Skanska has become the third major contractor to reveal plans to cut back its supply chain in a bid to cut costs.
Chief executive Mike Putnam told NCE that the firm was cutting back on the number of suppliers it uses for commodity purchases but that subcontractors and designers are safe.
“We are taking a more co-ordinated approach and using fewer suppliers,” he said. “In today’s environment, why go buy commodities from lots of people when you can save on transaction costs by buying from fewer?”

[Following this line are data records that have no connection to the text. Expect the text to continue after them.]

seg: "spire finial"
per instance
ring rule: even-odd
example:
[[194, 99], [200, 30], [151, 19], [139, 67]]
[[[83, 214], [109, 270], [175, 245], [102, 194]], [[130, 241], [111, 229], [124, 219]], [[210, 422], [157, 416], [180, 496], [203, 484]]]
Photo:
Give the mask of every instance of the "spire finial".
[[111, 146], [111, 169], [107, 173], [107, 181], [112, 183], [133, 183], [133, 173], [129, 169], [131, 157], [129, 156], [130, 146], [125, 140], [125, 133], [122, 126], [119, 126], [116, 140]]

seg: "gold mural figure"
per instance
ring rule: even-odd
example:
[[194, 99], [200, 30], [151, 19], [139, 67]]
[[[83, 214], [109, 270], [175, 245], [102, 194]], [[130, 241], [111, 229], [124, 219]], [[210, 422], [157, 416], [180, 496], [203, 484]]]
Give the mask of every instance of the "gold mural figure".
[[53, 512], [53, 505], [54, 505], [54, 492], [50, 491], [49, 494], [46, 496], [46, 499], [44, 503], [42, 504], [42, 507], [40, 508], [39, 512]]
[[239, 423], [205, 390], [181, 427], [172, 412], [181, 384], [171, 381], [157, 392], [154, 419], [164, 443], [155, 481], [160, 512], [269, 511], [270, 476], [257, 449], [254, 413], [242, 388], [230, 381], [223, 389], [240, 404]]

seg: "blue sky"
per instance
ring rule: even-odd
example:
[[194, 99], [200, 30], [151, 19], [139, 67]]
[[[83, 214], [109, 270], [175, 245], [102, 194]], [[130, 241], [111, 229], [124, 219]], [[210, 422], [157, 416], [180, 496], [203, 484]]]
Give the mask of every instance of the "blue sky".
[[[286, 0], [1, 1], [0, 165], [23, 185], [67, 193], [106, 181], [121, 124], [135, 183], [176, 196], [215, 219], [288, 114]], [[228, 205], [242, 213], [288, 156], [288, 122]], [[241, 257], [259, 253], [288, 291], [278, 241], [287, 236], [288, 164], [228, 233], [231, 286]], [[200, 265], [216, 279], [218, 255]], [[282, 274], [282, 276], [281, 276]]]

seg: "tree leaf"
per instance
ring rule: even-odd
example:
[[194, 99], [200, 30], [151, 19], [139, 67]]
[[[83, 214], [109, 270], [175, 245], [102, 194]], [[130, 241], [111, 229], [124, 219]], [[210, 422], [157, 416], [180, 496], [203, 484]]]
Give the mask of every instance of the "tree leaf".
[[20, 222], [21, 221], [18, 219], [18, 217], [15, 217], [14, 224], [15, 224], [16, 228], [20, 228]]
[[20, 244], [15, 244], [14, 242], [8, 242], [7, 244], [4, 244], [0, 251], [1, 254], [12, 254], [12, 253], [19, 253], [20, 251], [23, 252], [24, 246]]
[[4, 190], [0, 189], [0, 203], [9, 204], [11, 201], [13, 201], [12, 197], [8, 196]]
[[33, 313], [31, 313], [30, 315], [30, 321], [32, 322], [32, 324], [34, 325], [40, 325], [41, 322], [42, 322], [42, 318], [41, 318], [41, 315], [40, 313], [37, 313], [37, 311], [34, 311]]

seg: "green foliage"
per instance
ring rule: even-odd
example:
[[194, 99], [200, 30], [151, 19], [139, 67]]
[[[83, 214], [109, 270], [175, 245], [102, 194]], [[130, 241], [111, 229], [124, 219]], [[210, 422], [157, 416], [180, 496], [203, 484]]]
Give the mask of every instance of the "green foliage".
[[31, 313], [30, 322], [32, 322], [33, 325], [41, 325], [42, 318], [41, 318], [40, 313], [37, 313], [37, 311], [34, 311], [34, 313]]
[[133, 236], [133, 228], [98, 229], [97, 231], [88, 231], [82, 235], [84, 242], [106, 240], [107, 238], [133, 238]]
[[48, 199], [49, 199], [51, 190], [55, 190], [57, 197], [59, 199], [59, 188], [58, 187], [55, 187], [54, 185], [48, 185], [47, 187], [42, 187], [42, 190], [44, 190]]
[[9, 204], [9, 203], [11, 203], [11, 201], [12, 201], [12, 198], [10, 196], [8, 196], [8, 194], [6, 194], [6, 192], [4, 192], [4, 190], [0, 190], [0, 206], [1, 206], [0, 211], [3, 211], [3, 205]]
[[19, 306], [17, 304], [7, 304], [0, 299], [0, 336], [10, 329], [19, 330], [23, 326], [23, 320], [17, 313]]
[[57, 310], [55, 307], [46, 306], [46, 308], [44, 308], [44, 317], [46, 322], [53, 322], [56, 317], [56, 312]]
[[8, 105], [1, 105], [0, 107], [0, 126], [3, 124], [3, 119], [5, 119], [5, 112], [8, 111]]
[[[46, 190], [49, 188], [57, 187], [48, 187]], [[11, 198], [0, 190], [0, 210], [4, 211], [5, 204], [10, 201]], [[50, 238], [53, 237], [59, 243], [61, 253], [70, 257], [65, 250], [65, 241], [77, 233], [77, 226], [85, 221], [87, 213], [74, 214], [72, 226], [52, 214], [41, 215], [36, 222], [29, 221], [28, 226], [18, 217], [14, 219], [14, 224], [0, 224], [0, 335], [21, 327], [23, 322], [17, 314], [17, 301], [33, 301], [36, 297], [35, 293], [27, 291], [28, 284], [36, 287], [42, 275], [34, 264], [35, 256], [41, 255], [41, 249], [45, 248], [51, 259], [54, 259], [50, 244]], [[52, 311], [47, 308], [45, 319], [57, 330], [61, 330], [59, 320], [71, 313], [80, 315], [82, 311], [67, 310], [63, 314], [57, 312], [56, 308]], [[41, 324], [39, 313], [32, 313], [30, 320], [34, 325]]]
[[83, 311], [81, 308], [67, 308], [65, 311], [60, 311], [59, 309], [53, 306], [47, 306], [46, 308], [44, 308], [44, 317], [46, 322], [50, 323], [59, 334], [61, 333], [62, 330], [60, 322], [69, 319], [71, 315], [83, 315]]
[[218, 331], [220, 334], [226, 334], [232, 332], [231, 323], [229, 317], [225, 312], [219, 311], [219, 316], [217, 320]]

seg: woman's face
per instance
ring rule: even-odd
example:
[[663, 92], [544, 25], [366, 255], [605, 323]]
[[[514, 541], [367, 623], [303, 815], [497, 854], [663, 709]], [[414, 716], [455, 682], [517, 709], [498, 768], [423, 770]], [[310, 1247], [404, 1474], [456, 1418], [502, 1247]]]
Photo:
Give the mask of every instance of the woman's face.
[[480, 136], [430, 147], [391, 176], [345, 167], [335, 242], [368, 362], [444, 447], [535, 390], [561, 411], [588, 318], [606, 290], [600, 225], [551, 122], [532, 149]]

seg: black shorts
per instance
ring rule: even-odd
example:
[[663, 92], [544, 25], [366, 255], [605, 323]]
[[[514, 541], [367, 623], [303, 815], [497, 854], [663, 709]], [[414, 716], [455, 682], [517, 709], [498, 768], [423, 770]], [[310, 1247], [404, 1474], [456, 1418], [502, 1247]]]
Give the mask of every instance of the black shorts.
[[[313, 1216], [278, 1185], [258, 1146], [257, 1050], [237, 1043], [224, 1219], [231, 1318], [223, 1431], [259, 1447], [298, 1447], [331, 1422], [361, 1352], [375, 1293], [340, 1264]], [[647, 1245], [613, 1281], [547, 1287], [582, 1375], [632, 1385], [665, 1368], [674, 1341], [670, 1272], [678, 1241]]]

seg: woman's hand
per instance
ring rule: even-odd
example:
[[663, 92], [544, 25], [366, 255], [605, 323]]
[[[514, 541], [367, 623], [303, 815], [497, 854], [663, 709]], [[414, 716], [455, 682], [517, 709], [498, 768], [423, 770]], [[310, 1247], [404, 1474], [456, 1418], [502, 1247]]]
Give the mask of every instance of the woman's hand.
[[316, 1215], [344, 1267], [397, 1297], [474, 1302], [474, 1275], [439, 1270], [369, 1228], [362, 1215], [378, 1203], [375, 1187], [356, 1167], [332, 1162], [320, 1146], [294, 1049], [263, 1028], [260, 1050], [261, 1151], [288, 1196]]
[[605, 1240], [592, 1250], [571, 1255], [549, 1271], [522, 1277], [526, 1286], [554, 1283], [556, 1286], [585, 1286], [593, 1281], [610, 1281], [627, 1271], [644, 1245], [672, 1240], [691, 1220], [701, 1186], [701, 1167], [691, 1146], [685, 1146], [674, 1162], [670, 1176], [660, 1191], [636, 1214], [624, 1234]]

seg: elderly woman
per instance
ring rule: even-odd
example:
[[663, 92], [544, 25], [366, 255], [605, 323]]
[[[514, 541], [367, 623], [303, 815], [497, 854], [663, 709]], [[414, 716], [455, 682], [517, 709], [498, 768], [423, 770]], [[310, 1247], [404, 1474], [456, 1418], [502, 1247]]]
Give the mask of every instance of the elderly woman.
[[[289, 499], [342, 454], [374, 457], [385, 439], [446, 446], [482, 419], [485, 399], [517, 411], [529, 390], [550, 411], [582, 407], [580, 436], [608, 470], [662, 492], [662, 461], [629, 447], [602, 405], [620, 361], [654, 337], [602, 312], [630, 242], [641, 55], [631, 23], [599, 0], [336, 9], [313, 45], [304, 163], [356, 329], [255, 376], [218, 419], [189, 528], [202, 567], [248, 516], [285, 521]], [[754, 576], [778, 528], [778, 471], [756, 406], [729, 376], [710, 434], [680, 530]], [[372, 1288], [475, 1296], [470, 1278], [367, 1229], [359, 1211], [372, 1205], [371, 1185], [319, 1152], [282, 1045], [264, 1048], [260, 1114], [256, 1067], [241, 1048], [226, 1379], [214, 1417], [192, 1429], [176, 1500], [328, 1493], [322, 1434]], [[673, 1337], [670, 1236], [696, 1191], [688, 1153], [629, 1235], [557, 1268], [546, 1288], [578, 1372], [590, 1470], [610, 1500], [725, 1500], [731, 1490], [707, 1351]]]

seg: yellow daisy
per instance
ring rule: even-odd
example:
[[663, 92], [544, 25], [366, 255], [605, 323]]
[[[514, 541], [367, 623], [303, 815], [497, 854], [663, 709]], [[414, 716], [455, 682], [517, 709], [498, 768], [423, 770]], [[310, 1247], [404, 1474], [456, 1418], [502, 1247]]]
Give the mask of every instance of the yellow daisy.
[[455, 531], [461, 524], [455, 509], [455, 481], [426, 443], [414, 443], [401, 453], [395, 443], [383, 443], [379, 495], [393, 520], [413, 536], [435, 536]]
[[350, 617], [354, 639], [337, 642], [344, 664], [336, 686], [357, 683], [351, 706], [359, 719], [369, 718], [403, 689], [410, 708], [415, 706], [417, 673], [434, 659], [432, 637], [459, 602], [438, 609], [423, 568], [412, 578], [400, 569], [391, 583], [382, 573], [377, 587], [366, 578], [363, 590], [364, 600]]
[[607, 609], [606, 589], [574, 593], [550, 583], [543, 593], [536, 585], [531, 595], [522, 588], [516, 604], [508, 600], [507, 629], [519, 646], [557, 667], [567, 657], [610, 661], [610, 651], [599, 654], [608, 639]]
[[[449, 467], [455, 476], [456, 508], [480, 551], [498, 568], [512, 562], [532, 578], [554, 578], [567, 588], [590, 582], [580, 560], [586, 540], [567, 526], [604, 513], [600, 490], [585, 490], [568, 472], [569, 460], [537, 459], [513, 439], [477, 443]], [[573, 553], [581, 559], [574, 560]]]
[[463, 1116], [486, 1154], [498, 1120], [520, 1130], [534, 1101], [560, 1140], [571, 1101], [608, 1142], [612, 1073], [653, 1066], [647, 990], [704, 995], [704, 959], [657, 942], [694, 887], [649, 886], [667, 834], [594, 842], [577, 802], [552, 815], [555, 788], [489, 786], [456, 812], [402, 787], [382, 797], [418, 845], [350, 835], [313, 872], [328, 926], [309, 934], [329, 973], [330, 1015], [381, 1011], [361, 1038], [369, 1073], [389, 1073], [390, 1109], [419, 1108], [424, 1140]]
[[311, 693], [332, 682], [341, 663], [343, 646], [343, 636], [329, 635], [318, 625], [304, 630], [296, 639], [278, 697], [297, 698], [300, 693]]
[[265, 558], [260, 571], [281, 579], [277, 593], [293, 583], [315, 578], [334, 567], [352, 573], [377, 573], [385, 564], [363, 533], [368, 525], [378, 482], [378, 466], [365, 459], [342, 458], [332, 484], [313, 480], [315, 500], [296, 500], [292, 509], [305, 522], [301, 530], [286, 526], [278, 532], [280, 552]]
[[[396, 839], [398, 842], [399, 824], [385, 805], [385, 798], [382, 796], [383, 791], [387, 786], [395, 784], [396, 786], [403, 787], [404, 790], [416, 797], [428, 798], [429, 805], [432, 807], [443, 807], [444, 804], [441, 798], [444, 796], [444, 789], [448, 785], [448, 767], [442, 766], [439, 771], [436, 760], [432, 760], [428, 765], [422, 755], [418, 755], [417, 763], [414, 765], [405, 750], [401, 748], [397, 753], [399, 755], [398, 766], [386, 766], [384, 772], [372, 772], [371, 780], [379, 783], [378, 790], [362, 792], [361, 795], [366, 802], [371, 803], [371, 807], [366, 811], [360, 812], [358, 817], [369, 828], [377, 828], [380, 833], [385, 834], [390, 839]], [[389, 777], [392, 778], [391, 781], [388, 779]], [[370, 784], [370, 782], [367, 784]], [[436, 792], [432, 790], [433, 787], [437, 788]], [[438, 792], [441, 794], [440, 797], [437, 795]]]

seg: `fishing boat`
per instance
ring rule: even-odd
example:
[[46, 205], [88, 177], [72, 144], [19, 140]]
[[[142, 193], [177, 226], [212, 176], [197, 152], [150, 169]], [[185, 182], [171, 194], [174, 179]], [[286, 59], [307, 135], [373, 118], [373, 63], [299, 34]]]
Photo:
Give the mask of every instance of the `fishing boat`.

Skanska’s move follows those of Carillion and Balfour Beatty. Carillion is slashing its supplier base from 25,000 to just 5,000 to save £140M a year by 2013. Balfour Beatty is cutting the number of suppliers it works with from 27,000 to 10,000 (News last week).
Carillion and Balfour Beatty have also acquired consultancy skills in recent years to further boost their internal capabilities. Putnam ruled this out at Skanska.
“We have some internal specialist design skills, but we have no plans to go and do what some of our competitors have done,” he said. “We prefer linking up with some of our suppliers on an integrated basis.”
Putnam was speaking as Skanska announced its results for the year ending 31 December 2010.
Revenue was £1.3bn, down 17% on 2009. Putnam said the fall reflected the recession in the market.
Operating income was £38M and operting margins were 3%, an increase on that reported at the end of 2009.
But Putnam admitted that Skanska would be unlikely to maintain that this year, with pressure from clients to cut costs.
“We are not doing anything daft and we are not going to buy work. But we are operating in a market that is in a difficult place.